On 2024-05-09 13:10, John David Anglin wrote:
On 2024-05-08 4:52 p.m., John David Anglin wrote:
with no accompanying stack trace and then the BMC would restart the whole
machine automatically. These were infrequent enough that the segfaults
were the bigger problem, but after applying this patch on top of 6.8, this
changed the dynamic. It seems to occur during builds with varying I/O
loads. For example, I was able to build gcc fine, with no segfaults, but
I was unable to build perl, a much smaller build, without crashing the
machine. I did not observe any segfaults over the day or 2 I ran this
patch, but that's not an unheard-of stretch of
time even without it, and I am being forced to revert because of the panics.
Looks like there is a problem with 6.8. I'll do some testing with it.
So far, I haven't seen any panics with 6.8.9 but I have seen some random
segmentation faults
in the gcc testsuite. I looked at one ld fault in some detail. 18
contiguous words in the elf_link_hash_entry
struct were zeroed starting with the last word in the bfd_link_hash_entry
struct causing the fault.
The section pointer was zeroed.
18 words is a rather strange number of words to corrupt and corruption
doesn't seem related
to object structure. In any case, it is not page related.
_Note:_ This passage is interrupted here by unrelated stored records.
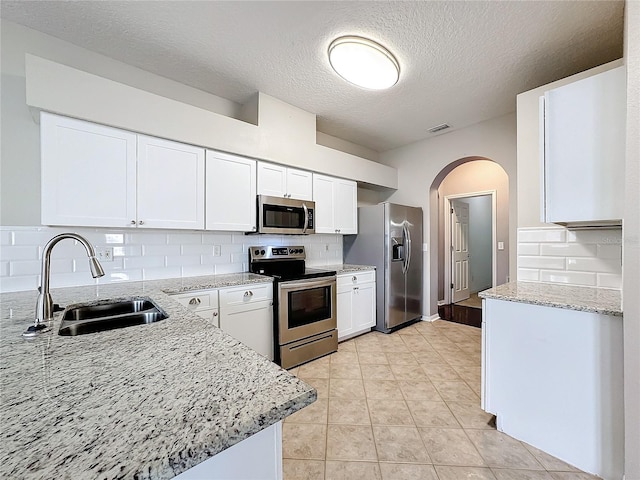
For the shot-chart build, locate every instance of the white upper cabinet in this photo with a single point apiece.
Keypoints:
(278, 181)
(230, 192)
(583, 150)
(100, 176)
(336, 205)
(88, 173)
(170, 184)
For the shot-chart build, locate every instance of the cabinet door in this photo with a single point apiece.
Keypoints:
(584, 149)
(346, 207)
(299, 184)
(252, 325)
(364, 306)
(88, 173)
(323, 196)
(344, 299)
(272, 180)
(170, 184)
(230, 192)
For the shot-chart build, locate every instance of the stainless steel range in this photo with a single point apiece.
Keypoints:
(304, 304)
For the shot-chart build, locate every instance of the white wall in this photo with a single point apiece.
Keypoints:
(144, 254)
(74, 81)
(480, 253)
(421, 163)
(631, 246)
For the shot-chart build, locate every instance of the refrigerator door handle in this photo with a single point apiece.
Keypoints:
(407, 241)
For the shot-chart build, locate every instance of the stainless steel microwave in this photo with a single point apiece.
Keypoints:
(285, 215)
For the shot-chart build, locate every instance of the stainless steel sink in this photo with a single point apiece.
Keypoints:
(109, 315)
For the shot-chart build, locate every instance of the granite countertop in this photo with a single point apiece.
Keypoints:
(147, 401)
(586, 299)
(348, 268)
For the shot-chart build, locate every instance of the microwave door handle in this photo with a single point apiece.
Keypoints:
(306, 218)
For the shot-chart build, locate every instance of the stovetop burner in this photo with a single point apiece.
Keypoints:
(283, 263)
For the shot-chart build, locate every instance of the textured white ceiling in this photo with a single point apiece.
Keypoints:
(461, 62)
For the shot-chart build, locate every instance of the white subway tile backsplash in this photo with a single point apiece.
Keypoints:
(159, 250)
(528, 249)
(553, 234)
(143, 262)
(602, 236)
(159, 273)
(184, 238)
(197, 270)
(127, 251)
(610, 251)
(584, 257)
(230, 268)
(528, 275)
(568, 250)
(182, 260)
(193, 249)
(16, 284)
(17, 252)
(526, 261)
(605, 265)
(572, 278)
(142, 254)
(146, 238)
(610, 280)
(32, 267)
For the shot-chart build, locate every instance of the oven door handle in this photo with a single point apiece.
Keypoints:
(306, 218)
(293, 285)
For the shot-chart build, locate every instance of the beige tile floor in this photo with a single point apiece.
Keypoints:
(406, 406)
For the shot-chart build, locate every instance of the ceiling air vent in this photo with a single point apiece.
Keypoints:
(439, 128)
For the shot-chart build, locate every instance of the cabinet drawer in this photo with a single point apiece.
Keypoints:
(198, 300)
(246, 294)
(356, 278)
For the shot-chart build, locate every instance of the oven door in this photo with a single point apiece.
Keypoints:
(306, 308)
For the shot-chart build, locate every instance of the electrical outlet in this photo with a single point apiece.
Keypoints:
(104, 254)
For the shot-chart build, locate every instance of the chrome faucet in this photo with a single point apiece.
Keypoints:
(44, 305)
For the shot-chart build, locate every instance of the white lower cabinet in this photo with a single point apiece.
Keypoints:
(203, 303)
(356, 298)
(553, 377)
(246, 313)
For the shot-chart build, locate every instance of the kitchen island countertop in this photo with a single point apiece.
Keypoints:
(586, 299)
(346, 268)
(144, 402)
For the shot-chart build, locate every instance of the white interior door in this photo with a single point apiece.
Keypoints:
(460, 250)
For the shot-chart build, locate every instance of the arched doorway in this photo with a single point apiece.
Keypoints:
(468, 180)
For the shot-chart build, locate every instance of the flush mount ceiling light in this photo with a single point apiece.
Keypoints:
(364, 62)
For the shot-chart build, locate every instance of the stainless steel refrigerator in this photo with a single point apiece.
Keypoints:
(390, 238)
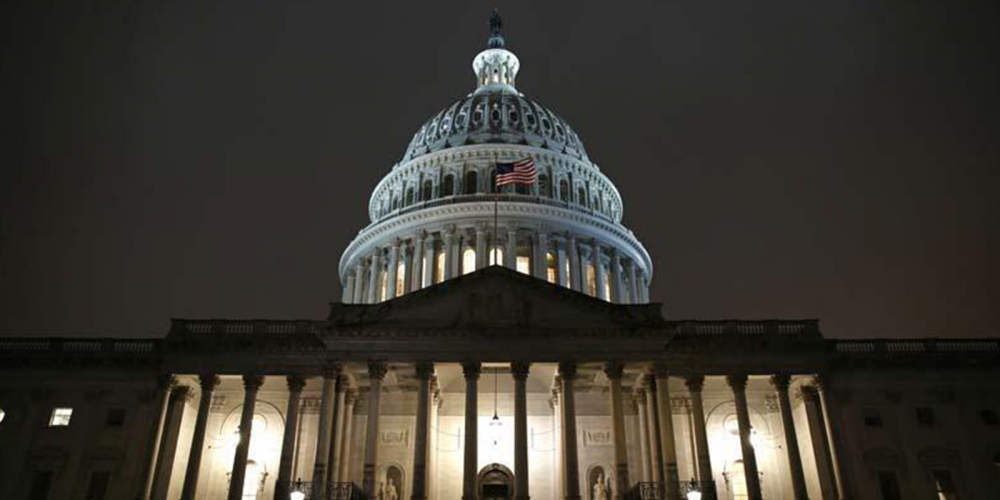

It's really hard to tell how this happens. The corrupt object was at a
slightly different location
than it is when ld is run under gdb. Can't duplicate in gdb.
Dave
Dave, not sure how much testing you have done with current mainline kernels,
but I've had to temporarily give up on 6.8 and 6.9 for now, as most heavy
builds quickly hit that kernel panic. 6.6 does not seem to have the problem
though. The patch from this thread does not seem to have made a difference
one way or the other w.r.t. segfaults.